Grupos sociales enteros (mujeres de clases humildes, mineros, obreros de la primera industria, vecinos de los arrabales de las ciudades en crecimiento, gitanos, etc.) que hasta entonces estaban privados de atención educativa, y a los que no alcanzaba ni por asomo la solicitud del Estado en este campo, se beneficiaron de esas iniciativas. Además, en muchos casos, estas realidades educativas fueron verdaderos bancos de pruebas de la innovación pedagógica, y semilleros para la formación de futuros maestros. Baste citar los casos de Dolores Sopeña, José María Rubio, Carmen Sallés, José María Manyanet, Andrés Manjón o Pedro Poveda, entre otros muchos.
En el arco temporal que va desde mediados del siglo XIX a la II República, la presencia de una red de escuelas católicas cada vez más extendida, constituyó un factor de beneficio social innegable para España. Quizás ya desde entonces ha funcionado el viejo lema marxista de “cuanto peor mejor”, y esa presencia benéfica fue vista por algunos progresistas revolucionarios, como un obstáculo para sus proyectos de violenta ruptura. Su norte no era el bienestar y la prosperidad del pueblo, sino la ejecución de su proyecto ideológico a toda costa. De ahí que cuanto más extensa y eficaz fuese la tarea educativa emprendida por estas escuelas, mayor fuese la hostilidad que provocaban. Al odio enconado del radicalismo liberal del XIX, le siguió después el frío e implacable análisis de la revolución marxista, que no podía aceptar el significado social y cultural de esa presencia educativa en territorios que consideraba su coto exclusivo.
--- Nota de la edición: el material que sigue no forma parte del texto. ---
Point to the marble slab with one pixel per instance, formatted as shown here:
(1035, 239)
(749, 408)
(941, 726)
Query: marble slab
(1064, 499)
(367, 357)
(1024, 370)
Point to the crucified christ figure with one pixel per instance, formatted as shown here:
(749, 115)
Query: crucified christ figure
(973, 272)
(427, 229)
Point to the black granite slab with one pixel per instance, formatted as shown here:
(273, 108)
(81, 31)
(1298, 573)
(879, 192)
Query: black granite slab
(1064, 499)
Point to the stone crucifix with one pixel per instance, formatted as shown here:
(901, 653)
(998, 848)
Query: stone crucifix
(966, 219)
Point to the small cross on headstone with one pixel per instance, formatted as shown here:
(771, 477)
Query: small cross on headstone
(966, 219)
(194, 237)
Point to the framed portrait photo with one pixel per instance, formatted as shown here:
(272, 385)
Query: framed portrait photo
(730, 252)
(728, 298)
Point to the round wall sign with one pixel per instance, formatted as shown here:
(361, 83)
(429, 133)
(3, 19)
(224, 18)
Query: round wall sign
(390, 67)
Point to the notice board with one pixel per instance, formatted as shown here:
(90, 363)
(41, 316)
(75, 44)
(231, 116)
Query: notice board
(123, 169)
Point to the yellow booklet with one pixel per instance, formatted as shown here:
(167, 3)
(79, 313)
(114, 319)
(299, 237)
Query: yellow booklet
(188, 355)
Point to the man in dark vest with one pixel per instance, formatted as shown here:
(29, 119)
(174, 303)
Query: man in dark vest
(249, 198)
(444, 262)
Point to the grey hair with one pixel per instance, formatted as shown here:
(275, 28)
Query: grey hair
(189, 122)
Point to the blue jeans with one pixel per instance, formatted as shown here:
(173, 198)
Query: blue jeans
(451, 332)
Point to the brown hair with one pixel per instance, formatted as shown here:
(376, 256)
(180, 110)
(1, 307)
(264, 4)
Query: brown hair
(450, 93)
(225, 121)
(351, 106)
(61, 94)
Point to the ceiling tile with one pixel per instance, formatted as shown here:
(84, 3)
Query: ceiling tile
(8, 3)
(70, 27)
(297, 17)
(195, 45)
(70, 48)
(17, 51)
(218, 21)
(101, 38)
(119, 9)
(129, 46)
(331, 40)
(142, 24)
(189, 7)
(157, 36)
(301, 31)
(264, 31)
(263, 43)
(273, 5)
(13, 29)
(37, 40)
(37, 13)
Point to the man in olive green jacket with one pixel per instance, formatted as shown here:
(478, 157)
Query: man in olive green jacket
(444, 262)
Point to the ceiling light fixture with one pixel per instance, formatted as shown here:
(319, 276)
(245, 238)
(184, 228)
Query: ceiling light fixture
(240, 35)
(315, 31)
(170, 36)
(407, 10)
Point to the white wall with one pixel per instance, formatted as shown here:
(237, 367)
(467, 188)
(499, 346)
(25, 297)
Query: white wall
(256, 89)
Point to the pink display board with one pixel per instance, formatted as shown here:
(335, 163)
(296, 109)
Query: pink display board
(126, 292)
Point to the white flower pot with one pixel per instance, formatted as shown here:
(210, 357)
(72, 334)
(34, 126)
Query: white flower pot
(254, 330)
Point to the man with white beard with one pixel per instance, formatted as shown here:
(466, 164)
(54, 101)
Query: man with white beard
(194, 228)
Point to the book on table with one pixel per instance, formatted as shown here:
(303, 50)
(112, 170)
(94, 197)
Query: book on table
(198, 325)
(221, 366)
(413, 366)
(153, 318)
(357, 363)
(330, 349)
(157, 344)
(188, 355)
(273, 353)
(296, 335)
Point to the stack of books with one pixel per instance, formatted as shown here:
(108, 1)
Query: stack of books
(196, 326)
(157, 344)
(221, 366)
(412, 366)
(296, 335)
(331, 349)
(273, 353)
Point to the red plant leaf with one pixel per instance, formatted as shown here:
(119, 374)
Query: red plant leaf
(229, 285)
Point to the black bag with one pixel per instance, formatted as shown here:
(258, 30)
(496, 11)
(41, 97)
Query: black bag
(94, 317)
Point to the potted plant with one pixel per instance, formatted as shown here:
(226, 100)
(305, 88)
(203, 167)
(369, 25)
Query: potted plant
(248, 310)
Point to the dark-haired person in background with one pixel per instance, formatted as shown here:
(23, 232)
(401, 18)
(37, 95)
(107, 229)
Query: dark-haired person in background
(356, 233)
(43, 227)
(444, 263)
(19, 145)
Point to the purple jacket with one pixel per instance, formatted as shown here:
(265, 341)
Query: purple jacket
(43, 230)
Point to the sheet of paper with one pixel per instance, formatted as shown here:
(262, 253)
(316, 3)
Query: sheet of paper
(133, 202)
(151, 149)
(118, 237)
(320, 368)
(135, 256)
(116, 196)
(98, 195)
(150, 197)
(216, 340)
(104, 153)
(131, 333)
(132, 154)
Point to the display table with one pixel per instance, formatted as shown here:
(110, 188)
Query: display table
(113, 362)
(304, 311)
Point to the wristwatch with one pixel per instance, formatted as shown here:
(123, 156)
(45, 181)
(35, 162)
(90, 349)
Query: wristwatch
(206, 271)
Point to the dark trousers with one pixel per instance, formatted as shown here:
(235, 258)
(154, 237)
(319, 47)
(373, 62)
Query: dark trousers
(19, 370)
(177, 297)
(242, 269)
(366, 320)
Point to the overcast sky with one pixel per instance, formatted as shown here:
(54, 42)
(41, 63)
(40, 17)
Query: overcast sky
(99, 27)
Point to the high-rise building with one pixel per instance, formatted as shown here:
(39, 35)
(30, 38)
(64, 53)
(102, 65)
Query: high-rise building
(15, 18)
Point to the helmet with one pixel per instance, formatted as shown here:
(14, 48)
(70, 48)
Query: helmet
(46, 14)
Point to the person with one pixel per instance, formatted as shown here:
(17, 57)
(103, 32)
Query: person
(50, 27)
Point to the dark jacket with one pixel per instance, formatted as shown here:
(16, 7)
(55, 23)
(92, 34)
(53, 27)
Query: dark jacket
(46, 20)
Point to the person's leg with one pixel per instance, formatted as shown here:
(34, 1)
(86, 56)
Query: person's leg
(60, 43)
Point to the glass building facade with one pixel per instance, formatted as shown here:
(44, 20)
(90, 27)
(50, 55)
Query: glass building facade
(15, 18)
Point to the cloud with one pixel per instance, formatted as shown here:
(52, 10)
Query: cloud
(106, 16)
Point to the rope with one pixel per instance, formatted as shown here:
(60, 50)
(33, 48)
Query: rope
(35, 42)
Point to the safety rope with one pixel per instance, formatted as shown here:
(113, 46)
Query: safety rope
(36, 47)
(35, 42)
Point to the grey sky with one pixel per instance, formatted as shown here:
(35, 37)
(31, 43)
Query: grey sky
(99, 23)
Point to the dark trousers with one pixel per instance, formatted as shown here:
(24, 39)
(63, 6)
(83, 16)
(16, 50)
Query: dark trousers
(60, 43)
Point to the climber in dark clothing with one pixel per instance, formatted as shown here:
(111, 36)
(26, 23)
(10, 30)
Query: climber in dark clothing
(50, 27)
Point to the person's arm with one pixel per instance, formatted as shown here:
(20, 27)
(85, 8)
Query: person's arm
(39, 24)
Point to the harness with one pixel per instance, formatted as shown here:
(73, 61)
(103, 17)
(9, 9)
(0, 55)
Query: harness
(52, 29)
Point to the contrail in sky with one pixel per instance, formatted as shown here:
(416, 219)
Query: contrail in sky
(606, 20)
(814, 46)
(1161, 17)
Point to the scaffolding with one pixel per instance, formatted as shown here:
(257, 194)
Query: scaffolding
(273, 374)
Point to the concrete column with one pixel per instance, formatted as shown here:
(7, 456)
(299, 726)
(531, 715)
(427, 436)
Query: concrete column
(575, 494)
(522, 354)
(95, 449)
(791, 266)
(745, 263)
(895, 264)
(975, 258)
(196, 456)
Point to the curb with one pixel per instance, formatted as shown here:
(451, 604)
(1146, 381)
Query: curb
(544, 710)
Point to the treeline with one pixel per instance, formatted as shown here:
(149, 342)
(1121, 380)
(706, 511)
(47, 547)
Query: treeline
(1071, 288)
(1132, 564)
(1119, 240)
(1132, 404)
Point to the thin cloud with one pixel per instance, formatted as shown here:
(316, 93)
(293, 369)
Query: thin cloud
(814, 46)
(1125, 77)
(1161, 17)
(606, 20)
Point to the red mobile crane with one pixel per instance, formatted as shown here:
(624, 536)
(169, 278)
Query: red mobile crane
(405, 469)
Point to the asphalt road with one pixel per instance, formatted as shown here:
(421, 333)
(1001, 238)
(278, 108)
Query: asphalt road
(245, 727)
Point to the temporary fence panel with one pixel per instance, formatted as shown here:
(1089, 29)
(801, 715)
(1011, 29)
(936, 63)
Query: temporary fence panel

Así se explica la inquina con que fueron perseguidos en el entorno de nuestra guerra civil algunos religiosos que destacaban por su dedicación a los más pobres. Por el contrario, jamás se escuchó de los portavoces de esa supuesta modernización que necesitaba la atrasada España, una palabra de gratitud por la dedicación, la audacia y la capacidad reformadora de los hombres y mujeres de las escuelas católicas. Y bien mirado, tiene su lógica (¡su perversa lógica!), porque ellos representaban la demostración elocuente de que la tradición cristiana tiene un potencial de humanización, de cambio y de reconciliación imparables.
Lo peor es que todo esto, lejos de ser un mal sueño relegado a la trastienda más lóbrega de nuestra historia, tiene hoy su desgraciada actualización, aunque sea con moldes ideológicos reciclados. El gobierno-pedagogo de Zapatero, dispuesto a ejercer la vuelta de tuerca cultural necesaria para que la sociedad española abandone de una vez sus vínculos con la tradición cristiana, sólo puede ver en la escuela católica un inoportuno obstáculo. Así pues, manos a la obra. El Proyecto de reforma educativa ya prepara el camino para asfixiar la supervivencia económica de los colegios concertados y busca condicionar su ideario (el denominado “carácter propio” del centro); mientras tanto, la política educativa de los gobiernos del PSOE y sus socios en las Comunidades Autónomas, restringe con mano de hierro la concesión de Conciertos y dificulta al máximo la libertad de elección de los padres.
Pero no se trata sólo de la política (que a fin de cuentas siempre es reflejo y concreción de una cultura) sino de la proyección de unos estereotipos grotescos sobre la escuela católica que tienden a provocar su descrédito social, y que manifiestan la pervivencia de mitos y prejuicios. Ahí tenemos al cineasta Almodóvar, cuyos traumas debemos imputar a esa “mala educación” que afortunadamente no le ha llevado al Oscar, o la ínclita directora de la Biblioteca nacional, Rosa Regás, que acusa los colegios católicos de manipular la historia, mientras nos dispensa cada día una ración colmada de sectarismo desde un puesto que merecería algo más de respeto y decoro institucional.